The only difference between the parties is the contingency deduction
that should be applied
in this particular case.
[31] In the case of Southern Insurance
Association Ltd v Bailey NO (1) SA 98 (AD) page 113F-114E it was
stated:
"Any enquiry into damages for
loss of earning capacity is of its nature speculative, because it
involves a prediction as to
the future, without the benefit of
crystal balls, soothsayers, augurs or oracles. All that the Court can
do is to make an estimate,
which is often a very rough estimate, of
the present value of the loss."
[32] Stratford J in the case of
Hersman v Shapiro and Co TPD 367 379 stated:
"Monetary damage having been
suffered, it is necessary for the Court to assess the amount and make
the best use it can of the
evidence before it."
[33] It is correct that contingency
factors to be applied in each case are to be considered on the facts
of the particular case.
In the Quantum Year book 2009 and at page
100, Koch states as follows:
"It has also become customary for
the Court to apply the so-called sliding scale to contingencies which
entails that half a
percent for year to retirement age that is 25%
for a child, 20% for a youth and 10% in middle age (see Goodall v
President Insurance
Company Ltd
1978 (1) SA 389
(W) ..."be
applied."
[34] In this particular case
plaintiff's counsel argues that a contingency of 20% should be
applied in the particular case having
regard to the circumstances of
the minor child. The plaintiff's counsel indicted that the minor
child's father reached Grade 12
and worked at a call centre and
accordingly that the minor child had at least that potential to
reach. The evidence as to the minor
child's earning capacity appears
to have been a compromised aspect between plaintiff and defendant and
in terms of the joint minutes
of the industrial psychologists it is
noted that insofar as the pre-accident scenario was concerned the
experts agree on a Matric
plus course as the likely earning scenario.
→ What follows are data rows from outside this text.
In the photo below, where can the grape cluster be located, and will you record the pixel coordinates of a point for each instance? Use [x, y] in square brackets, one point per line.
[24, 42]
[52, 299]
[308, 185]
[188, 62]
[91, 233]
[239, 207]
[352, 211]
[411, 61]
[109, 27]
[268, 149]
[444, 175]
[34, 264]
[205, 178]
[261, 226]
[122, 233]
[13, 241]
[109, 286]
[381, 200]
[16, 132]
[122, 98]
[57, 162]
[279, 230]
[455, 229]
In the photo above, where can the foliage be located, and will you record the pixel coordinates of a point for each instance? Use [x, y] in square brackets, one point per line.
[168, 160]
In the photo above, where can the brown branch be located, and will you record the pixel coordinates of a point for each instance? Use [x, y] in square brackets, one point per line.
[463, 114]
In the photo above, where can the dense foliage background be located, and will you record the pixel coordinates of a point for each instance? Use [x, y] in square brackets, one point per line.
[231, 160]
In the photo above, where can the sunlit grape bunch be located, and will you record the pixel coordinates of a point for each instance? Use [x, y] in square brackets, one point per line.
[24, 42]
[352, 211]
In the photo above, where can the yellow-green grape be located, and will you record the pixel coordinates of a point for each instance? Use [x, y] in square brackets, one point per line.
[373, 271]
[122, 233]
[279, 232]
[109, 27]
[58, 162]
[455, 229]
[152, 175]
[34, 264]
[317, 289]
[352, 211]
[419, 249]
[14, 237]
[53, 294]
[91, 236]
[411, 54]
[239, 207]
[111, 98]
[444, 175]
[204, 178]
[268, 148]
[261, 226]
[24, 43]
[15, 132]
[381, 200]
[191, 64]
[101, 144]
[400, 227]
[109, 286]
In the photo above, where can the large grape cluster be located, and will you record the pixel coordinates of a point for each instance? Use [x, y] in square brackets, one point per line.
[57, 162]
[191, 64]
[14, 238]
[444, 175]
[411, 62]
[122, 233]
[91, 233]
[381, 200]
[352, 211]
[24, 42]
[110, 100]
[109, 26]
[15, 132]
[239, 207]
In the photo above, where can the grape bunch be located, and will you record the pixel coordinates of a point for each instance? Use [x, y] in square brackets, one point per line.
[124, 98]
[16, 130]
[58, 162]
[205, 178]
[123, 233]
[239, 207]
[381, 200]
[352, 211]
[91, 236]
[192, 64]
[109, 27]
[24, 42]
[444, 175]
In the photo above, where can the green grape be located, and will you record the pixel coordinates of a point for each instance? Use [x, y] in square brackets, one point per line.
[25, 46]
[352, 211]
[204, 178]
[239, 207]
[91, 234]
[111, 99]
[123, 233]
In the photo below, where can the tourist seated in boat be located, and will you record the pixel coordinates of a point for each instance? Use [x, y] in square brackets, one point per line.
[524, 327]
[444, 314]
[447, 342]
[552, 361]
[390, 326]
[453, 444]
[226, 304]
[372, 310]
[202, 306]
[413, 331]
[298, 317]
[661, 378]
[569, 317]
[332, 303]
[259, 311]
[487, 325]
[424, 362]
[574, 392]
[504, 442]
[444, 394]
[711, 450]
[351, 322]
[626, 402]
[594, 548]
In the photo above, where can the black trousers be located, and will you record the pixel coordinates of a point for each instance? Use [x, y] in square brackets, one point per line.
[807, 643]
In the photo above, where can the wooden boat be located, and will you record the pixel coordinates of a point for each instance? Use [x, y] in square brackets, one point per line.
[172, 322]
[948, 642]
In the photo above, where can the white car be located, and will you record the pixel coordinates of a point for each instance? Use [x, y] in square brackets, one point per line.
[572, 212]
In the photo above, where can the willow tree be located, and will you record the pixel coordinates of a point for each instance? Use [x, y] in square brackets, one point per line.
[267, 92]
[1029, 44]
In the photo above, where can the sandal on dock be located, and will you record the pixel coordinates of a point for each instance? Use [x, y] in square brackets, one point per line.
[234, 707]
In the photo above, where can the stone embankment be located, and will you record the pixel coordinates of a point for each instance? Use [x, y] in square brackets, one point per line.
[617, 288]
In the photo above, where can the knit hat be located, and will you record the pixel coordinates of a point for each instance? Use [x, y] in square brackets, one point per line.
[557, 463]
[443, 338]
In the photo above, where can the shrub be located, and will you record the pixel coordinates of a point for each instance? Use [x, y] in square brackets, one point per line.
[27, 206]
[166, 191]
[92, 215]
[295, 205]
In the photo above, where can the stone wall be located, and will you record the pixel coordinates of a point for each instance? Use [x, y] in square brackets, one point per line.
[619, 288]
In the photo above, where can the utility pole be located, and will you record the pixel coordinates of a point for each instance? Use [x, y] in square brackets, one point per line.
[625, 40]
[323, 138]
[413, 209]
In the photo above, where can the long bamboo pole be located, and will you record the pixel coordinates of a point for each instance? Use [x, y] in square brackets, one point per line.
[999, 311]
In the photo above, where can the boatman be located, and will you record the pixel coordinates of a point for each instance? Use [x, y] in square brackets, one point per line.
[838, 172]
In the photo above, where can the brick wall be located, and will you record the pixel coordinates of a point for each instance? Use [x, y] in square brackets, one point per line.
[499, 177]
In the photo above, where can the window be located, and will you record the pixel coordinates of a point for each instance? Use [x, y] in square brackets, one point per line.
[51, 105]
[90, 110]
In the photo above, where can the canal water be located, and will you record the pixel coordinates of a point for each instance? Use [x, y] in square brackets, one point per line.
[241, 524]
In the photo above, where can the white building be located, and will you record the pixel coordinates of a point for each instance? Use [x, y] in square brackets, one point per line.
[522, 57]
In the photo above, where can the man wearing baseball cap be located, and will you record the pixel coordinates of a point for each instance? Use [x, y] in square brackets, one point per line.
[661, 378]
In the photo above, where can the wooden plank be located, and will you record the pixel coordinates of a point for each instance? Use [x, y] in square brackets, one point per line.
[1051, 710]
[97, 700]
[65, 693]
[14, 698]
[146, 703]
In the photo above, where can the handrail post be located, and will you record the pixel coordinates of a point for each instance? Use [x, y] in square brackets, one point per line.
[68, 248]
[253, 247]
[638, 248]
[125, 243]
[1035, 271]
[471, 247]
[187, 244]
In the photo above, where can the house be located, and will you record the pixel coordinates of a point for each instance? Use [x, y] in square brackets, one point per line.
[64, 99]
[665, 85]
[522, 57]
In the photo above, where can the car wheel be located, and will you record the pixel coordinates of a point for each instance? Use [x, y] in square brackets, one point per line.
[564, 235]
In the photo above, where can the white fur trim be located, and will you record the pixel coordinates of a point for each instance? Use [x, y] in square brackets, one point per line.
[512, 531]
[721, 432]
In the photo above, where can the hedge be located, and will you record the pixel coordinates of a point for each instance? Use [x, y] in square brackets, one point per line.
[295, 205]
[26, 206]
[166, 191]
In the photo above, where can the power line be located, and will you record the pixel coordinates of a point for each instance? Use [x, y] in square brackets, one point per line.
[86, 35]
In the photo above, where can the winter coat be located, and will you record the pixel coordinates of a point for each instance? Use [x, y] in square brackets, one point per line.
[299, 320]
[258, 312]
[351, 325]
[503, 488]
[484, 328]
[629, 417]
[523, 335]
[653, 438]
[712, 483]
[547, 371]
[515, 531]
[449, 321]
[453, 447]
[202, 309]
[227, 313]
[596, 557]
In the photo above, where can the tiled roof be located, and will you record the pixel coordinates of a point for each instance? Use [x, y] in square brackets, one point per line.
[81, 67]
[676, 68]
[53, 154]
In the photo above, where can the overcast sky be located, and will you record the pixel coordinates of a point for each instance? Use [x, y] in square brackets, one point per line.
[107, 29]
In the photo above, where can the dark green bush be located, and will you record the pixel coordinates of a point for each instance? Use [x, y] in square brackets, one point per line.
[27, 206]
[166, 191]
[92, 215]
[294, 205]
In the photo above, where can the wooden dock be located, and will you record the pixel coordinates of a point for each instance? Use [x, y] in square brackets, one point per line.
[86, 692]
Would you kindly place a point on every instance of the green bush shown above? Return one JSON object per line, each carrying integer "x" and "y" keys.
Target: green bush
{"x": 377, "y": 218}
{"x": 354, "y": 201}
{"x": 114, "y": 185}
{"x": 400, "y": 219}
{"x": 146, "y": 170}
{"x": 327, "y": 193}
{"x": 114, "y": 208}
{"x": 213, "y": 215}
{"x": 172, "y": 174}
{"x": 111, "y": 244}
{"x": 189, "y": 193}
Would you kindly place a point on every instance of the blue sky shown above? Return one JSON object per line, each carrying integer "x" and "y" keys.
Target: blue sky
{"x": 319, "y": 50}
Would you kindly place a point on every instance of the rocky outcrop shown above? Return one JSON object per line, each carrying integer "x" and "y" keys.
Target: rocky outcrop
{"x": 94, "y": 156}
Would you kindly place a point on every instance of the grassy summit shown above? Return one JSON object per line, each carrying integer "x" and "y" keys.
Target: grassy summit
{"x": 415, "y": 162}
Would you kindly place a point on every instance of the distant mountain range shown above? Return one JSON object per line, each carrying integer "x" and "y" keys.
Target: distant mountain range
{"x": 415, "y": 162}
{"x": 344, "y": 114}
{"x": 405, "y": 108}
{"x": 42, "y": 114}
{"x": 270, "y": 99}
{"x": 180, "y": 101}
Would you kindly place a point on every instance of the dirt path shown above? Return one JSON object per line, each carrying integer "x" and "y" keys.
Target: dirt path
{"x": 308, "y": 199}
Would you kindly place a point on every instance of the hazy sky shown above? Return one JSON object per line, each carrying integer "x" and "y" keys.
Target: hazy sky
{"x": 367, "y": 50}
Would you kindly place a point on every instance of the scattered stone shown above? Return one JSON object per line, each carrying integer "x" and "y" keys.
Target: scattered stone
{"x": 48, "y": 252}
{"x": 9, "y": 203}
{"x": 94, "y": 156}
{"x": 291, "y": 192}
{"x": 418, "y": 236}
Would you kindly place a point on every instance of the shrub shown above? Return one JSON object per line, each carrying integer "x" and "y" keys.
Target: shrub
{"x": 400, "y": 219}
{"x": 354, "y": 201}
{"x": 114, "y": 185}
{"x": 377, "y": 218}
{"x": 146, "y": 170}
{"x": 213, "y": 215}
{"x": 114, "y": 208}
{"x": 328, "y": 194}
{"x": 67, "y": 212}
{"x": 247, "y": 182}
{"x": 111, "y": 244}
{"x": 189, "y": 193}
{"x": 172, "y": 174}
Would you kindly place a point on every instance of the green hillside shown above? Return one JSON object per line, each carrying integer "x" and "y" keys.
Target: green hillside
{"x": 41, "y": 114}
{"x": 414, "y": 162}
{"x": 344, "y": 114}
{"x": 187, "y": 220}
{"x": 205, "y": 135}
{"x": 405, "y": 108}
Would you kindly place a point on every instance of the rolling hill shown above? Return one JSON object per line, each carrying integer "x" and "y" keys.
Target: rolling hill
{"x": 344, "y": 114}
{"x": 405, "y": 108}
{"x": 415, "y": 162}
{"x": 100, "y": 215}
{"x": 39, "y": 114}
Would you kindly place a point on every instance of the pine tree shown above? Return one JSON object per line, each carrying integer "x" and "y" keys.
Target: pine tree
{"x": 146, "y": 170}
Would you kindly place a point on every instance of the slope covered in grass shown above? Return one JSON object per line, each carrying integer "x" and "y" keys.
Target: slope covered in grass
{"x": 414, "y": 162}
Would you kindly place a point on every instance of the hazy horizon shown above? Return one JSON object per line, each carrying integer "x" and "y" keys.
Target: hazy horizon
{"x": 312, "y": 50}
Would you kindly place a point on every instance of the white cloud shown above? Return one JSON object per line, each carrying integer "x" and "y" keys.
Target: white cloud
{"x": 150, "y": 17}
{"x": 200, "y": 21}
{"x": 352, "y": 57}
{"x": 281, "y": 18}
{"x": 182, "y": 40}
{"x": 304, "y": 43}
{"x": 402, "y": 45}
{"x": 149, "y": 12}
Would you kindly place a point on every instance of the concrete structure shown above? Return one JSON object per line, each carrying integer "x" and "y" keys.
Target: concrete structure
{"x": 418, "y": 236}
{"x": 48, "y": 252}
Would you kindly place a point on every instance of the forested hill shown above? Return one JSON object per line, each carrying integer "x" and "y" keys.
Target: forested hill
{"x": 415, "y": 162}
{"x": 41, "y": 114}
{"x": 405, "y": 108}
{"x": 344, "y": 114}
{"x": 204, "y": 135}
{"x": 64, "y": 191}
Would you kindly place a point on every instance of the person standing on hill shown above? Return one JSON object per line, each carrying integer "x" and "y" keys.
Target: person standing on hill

[35] Defendant's counsel, Mr Snoyman,
contends that having regard to the socio-economic conditions that the
minor child has been
brought up in as well as the fact that almost
all of the minor child's immediate and extended family are unemployed
save an aunt
who works for SAA indicates that a high contingency
should be applied in the particular circumstances. Mr Snoyman also
indicates
that a Matric plus course as indicated by the industrial
psychologists on the pre-morbid scenario is not the same as a Matric
certification.
[36] Plaintiff's counsel, on the other
hand, contends that if one is to take the working lifespan of the
minor, as agreed to between
the parties, it would be 46 years and if
one is then to apply half a percent to the 46 years of the working
life one would come
up to a maximum contingency of 23%. Defendant's
counsel indicates that, having regard to the facts, a contingency of
40% would
be appropriate in the current circumstances.
[37] In having considered the facts
and the argument I am of the view that in taking into account the age
of the minor, the socio-economic
conditions and the case law that a
contingency of 30% be applied in the current case.
PAST HOSPITAL AND MEDICAL EXPENSES
[38] At the hearing of the matter
counsel, by agreement, handed up a schedule of past hospital and
medical expenses. This schedule
contains vouchers which have been
agreed upon. The amount agreed to by the parties in respect of past
hospital and medical expenses
is R16 085,96.
DRAFT ORDER
[39] The parties have agreed to
various aspects in the matter and have accordingly prepared a draft
order which was handed up during
the hearing. The only aspect that is
left blank in the draft order is the actual monetary compensation
that the defendant has to
pay to the plaintiff. I was requested that
in determining the quantum in the matter I am to indicate what the
amount is that the
defendant has to pay to the plaintiff. It is clear
from all the reports that the money has to be protected. The Court
order handed
up has such a provision namely for the formation of a
trust for the benefit of the minor child.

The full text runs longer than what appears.